We are required by the standard of review to credit all evidence and reasonable inferences tending to support the judgment. Johnny’s declaration contains substantial evidence that, if the restraining order were lifted, daughter could be returned to her familiar surroundings and the home of her custodial parent, Johnny would obtain employment in California law enforcement, and Johnny would continue to stay away from Robin. Applying the applicable abuse of discretion standard to the trial court’s ruling based on that evidence, we hold the trial court could reasonably find that lifting the restraining order would serve the ends of justice. Accordingly, the trial court’s order terminating the restraining order did not exceed the bounds of reason.

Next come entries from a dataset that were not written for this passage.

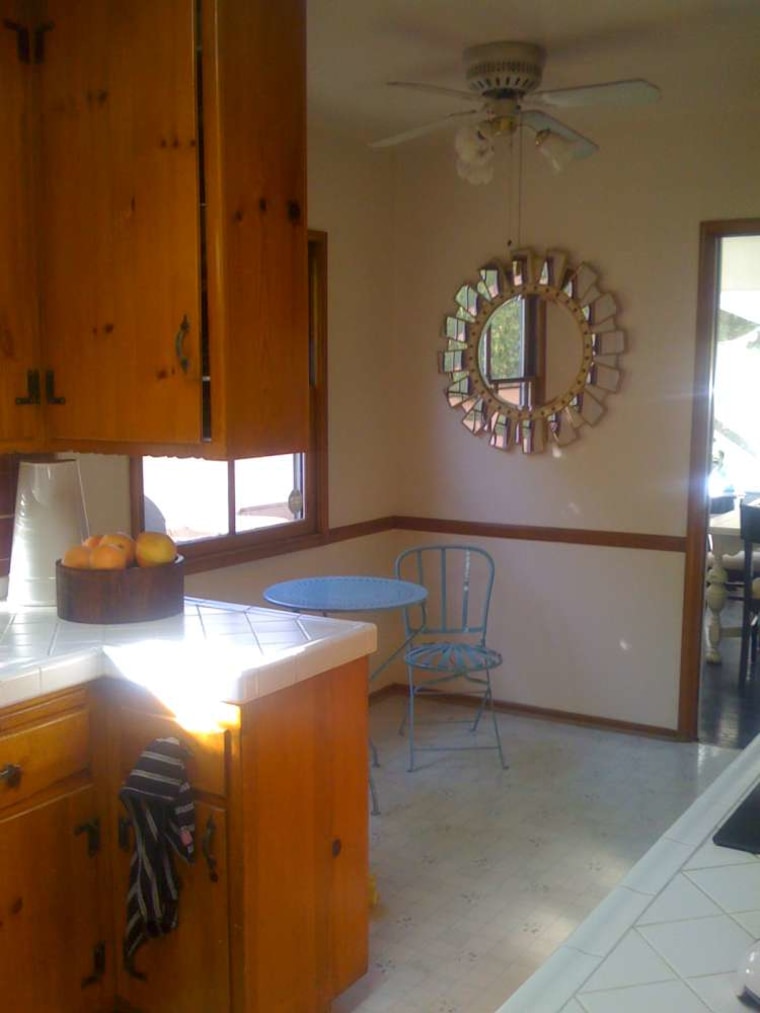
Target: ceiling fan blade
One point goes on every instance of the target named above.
(582, 146)
(635, 91)
(409, 135)
(435, 89)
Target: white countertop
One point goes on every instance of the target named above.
(671, 936)
(220, 651)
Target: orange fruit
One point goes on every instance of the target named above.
(107, 557)
(152, 548)
(78, 557)
(122, 541)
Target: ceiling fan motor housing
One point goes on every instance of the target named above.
(501, 70)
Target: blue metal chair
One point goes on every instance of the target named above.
(448, 634)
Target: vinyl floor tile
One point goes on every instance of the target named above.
(482, 872)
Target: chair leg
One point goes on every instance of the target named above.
(479, 713)
(495, 719)
(410, 722)
(744, 654)
(373, 795)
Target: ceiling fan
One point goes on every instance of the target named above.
(503, 78)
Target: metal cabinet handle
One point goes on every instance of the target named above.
(11, 775)
(206, 847)
(179, 343)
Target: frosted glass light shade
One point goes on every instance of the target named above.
(50, 517)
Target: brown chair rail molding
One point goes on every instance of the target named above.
(476, 529)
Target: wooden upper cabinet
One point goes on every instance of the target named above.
(119, 200)
(254, 87)
(171, 226)
(19, 422)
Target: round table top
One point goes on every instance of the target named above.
(345, 594)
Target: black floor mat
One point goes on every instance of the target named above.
(742, 830)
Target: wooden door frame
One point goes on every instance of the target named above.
(710, 234)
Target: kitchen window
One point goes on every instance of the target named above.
(219, 510)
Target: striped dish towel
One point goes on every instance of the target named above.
(160, 805)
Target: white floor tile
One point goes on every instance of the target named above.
(680, 900)
(632, 961)
(734, 887)
(667, 997)
(707, 946)
(482, 873)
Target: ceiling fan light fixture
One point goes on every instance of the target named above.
(480, 172)
(557, 150)
(472, 145)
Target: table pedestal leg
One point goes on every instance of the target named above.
(714, 598)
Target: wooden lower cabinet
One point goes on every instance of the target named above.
(53, 882)
(274, 911)
(50, 930)
(188, 968)
(284, 928)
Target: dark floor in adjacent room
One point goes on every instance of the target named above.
(729, 716)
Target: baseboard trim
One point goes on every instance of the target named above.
(542, 713)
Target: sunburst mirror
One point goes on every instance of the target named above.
(532, 351)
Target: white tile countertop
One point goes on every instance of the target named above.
(671, 937)
(220, 651)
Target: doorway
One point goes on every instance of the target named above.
(725, 466)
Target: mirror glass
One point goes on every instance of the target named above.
(531, 351)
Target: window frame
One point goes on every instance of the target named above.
(227, 550)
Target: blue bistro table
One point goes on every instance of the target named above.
(350, 594)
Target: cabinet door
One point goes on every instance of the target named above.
(50, 927)
(304, 823)
(186, 970)
(343, 713)
(120, 214)
(254, 85)
(19, 423)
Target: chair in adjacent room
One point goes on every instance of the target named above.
(449, 651)
(750, 531)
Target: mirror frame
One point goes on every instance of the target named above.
(552, 278)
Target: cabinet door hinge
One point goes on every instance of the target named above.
(22, 39)
(92, 829)
(29, 45)
(50, 389)
(32, 388)
(39, 47)
(98, 965)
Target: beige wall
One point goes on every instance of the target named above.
(587, 630)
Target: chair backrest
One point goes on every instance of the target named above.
(459, 579)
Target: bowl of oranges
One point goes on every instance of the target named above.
(117, 578)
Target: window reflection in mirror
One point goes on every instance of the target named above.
(530, 352)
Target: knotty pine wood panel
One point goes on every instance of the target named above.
(19, 424)
(120, 236)
(255, 104)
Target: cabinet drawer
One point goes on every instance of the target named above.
(34, 758)
(205, 765)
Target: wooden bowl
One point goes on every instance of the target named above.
(129, 596)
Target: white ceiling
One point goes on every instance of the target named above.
(701, 54)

Our determination that the order terminating the restraining order must be affirmed under the appropriate standard of review, and in light of the issues raised in this appeal, should not be taken as an endorsement of the ruling below or the relaxed procedures followed by the trial court. Actions involving allegations of domestic violence are of serious concern, and disregard of the rules of evidence and lack of a formal hearing are not insignificant matters. While another trier of fact might conclude that Johnny’s showing was insufficient to support a finding that the order terminating the restraining order serves the ends of justice, there is substantial evidence that it serves that purpose and we are therefore compelled to affirm, notwithstanding our reservations regarding this result.
CONCLUSION
The order is affirmed. The parties are to bear their own costs on appeal.
We concur: ARMSTRONG, Acting P. J. WEISMAN, J.
Judge of the Los Angeles Superior Court assigned by the Chief Justice pursuant to article VI, section 6 of the California Constitution.